[DBCP] Connection pool not behaving as I expect

classic Classic list List threaded Threaded
6 messages Options
Reply | Threaded
Open this post in threaded view
|

[DBCP] Connection pool not behaving as I expect

Shawn Heisey
We have been having some problems lately where our MySQL server hits the
max connection limit (600) and then everything breaks.  When I look into
the problem, I find that our application servers have each made nearly a
hundred connections to the DB and haven't closed any of them for hours.

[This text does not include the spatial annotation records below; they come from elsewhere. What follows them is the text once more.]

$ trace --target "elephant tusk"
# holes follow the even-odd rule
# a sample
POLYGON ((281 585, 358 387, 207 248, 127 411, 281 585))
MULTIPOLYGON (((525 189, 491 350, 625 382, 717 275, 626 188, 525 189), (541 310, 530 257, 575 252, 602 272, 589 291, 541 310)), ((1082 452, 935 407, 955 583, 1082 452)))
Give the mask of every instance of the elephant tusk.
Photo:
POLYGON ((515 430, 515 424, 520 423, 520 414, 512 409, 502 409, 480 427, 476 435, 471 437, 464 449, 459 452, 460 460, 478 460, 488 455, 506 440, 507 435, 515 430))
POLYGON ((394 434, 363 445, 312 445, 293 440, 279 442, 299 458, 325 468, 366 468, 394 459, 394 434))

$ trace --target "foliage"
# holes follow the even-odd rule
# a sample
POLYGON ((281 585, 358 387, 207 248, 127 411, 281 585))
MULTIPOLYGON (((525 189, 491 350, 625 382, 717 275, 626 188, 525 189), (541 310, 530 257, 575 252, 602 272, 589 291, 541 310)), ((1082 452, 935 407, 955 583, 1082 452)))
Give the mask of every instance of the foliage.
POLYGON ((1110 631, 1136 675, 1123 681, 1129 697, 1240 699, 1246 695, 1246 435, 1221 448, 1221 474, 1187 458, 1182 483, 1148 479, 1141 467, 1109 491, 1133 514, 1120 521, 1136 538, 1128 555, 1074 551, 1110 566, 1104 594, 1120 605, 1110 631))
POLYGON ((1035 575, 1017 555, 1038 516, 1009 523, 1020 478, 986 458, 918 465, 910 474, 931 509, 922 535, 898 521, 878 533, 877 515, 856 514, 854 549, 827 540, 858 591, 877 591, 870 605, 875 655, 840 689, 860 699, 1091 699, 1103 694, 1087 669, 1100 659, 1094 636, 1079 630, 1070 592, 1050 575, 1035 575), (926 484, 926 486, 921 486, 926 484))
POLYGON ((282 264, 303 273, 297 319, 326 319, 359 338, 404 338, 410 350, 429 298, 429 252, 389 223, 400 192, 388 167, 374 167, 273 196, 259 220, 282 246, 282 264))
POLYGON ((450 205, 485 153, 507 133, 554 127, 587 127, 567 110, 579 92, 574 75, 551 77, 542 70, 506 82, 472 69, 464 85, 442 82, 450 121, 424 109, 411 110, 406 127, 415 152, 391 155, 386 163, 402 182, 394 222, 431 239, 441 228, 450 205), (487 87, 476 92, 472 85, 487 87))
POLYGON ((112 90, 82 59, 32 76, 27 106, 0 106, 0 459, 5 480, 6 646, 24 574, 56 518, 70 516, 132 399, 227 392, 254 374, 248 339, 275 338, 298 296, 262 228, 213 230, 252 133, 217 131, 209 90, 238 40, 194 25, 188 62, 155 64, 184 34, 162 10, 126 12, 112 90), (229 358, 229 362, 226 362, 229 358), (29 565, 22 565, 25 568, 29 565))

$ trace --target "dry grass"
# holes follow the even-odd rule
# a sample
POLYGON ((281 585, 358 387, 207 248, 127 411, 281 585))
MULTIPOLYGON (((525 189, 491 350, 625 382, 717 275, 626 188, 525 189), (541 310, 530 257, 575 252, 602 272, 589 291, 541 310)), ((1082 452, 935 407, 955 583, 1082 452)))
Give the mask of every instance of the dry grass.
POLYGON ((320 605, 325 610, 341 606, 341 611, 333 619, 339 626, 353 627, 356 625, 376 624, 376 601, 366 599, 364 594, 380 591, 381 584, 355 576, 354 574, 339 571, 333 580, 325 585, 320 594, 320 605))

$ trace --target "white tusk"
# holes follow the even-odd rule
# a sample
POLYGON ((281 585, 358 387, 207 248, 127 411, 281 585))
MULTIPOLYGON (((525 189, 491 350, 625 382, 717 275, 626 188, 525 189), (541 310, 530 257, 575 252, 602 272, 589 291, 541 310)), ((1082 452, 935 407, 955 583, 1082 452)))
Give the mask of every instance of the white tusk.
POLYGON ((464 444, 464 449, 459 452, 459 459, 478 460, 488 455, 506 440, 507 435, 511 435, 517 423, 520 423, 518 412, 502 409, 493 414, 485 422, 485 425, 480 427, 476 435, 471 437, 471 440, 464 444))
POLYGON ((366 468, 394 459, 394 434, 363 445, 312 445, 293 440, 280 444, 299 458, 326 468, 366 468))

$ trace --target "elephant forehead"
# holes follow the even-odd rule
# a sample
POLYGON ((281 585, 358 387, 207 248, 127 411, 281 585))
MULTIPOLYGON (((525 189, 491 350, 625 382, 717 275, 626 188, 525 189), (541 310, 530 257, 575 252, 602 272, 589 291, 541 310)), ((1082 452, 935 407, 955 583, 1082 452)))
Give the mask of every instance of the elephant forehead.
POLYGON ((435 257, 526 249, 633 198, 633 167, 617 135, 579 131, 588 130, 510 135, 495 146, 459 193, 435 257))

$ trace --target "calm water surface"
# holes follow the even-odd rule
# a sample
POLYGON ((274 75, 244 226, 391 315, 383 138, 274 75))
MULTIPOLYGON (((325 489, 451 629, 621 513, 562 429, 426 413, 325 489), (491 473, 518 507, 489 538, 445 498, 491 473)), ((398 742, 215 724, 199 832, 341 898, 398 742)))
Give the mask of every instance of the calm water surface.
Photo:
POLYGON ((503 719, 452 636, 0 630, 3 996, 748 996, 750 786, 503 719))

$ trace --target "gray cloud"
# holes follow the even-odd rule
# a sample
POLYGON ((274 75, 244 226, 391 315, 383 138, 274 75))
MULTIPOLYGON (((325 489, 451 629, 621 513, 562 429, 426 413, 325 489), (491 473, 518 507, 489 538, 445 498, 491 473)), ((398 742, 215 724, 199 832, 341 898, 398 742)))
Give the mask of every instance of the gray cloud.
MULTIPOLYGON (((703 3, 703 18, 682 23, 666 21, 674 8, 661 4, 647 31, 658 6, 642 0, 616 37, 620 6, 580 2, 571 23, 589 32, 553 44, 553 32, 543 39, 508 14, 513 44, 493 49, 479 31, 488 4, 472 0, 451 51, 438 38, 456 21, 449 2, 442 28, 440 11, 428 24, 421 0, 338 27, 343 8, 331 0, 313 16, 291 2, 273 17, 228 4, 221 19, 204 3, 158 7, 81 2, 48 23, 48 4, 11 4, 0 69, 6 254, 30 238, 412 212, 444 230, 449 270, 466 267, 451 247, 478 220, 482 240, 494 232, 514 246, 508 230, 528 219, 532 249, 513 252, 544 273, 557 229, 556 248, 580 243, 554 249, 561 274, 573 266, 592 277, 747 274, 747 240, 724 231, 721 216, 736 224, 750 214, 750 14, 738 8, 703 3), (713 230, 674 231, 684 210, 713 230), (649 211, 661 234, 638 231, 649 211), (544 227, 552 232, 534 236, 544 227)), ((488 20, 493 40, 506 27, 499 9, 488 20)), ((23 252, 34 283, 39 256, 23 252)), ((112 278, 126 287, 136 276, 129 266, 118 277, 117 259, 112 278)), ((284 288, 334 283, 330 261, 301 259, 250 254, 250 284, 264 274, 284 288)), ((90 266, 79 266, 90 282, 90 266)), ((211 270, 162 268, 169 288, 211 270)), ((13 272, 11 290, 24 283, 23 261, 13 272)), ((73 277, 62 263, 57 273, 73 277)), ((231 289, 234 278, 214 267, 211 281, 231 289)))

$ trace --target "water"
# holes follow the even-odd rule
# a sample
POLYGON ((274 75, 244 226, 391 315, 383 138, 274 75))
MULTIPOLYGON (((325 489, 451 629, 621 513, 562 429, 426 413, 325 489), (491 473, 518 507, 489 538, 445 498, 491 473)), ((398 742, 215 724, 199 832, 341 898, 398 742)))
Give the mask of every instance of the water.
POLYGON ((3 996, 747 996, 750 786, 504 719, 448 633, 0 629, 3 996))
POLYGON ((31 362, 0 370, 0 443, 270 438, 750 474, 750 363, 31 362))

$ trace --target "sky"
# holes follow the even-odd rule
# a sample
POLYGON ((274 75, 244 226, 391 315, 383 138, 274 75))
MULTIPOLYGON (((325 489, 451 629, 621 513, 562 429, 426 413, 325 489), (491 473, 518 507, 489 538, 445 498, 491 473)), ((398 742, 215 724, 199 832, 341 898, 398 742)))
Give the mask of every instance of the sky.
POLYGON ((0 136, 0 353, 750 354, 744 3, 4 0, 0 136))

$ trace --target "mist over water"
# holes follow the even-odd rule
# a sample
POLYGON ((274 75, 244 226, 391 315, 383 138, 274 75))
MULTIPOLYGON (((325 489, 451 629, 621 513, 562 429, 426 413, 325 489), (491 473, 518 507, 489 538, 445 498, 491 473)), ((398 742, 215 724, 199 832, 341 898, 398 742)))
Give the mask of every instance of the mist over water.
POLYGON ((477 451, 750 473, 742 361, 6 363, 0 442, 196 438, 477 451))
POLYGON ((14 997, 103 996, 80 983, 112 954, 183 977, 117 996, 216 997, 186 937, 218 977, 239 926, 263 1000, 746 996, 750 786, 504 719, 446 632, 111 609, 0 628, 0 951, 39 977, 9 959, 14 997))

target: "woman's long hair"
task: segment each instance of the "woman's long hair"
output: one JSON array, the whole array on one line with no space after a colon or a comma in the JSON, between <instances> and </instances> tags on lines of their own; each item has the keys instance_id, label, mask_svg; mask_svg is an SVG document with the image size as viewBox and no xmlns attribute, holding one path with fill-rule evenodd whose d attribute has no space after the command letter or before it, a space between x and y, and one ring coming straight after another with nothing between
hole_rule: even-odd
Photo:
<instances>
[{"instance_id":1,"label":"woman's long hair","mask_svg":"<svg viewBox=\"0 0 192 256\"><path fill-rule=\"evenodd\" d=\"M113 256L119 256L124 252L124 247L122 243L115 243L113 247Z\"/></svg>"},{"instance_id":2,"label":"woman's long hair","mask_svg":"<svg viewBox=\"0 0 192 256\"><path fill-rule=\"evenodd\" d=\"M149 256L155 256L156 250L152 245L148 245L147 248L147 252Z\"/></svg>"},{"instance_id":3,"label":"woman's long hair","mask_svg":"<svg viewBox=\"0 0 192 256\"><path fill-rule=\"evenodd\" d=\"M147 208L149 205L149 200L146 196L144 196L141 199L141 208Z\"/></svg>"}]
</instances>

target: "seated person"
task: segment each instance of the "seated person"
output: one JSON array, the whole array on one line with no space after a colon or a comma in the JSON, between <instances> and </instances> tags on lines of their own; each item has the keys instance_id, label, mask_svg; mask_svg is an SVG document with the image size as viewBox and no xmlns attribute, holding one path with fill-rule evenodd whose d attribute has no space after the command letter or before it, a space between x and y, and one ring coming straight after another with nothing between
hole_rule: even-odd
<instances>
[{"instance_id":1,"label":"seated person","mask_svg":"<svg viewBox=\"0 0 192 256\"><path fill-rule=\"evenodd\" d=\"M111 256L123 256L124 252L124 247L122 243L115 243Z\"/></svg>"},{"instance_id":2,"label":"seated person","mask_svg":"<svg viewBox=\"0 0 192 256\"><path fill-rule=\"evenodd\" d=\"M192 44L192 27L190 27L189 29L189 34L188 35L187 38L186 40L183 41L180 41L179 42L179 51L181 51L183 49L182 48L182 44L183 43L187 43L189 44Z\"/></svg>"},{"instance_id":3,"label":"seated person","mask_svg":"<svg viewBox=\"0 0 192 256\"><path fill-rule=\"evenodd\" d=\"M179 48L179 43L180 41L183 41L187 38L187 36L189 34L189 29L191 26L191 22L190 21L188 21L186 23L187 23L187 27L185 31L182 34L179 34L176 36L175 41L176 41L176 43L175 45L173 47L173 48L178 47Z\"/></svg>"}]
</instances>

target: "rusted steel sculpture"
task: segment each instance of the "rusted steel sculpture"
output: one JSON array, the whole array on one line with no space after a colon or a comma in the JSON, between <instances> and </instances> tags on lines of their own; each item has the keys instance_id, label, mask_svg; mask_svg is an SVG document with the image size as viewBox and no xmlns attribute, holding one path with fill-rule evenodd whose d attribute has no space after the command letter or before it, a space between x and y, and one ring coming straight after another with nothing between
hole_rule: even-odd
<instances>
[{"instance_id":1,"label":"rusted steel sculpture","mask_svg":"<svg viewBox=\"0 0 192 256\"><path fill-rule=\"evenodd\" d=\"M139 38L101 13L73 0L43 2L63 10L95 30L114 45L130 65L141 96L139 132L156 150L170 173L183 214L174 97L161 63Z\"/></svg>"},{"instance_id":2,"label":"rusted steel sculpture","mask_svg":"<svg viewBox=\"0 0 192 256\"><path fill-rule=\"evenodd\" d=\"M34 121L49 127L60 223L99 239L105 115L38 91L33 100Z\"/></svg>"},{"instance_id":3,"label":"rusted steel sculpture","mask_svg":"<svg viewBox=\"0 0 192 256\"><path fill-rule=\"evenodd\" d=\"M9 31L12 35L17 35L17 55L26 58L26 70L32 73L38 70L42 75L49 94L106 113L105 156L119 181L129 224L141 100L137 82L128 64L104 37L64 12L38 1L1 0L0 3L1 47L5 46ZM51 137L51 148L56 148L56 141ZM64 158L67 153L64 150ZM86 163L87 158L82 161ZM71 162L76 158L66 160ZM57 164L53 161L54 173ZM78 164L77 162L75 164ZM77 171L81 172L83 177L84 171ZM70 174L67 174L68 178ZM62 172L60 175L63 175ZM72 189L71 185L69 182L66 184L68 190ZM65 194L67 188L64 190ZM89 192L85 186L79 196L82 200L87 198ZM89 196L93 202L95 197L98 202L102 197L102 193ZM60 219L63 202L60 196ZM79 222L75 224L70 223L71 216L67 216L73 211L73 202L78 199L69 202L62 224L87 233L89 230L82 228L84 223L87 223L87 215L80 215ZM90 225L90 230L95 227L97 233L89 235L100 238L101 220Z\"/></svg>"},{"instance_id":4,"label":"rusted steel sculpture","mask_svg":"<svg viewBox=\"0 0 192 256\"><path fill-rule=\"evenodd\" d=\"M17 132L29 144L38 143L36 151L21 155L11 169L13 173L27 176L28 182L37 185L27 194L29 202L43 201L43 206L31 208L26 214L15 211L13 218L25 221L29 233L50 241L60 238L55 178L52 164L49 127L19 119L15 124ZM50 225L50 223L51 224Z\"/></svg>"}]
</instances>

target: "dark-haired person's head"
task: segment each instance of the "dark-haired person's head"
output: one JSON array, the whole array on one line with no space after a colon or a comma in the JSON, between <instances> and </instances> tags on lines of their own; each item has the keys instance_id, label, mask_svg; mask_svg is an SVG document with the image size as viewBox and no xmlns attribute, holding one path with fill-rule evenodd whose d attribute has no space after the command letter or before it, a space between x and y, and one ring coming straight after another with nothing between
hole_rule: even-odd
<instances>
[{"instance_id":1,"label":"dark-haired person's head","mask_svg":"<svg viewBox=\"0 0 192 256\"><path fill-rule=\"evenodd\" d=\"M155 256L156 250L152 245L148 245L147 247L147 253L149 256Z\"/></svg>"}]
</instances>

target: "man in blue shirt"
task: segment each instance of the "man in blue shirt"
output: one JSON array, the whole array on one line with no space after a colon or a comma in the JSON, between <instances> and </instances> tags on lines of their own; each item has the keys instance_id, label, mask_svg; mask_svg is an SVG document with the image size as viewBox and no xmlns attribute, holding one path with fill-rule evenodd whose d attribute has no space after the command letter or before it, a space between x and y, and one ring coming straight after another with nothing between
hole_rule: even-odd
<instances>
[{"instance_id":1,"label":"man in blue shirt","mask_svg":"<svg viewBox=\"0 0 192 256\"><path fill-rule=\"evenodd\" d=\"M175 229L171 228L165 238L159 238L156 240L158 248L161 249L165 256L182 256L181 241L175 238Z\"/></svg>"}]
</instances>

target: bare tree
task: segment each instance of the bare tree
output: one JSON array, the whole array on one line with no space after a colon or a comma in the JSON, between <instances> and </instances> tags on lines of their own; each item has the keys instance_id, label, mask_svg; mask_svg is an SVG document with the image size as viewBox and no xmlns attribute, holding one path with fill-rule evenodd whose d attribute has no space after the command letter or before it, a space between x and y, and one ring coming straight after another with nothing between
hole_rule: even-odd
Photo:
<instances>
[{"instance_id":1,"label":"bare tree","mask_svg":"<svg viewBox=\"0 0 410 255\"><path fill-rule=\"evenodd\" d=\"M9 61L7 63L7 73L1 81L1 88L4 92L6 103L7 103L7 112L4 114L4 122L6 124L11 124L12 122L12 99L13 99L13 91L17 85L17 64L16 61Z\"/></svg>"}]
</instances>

I'm also using connection pooling in my programs, with the latest DBCP
version.  Those servers don't open nearly as many connections, and have
idle eviction to keep the connection count down.  But when the limit is
reached, these programs suddenly stop working too.

Investigating these problems, I manage to get connected and kill off the
surplus of idle connections, and everything starts working.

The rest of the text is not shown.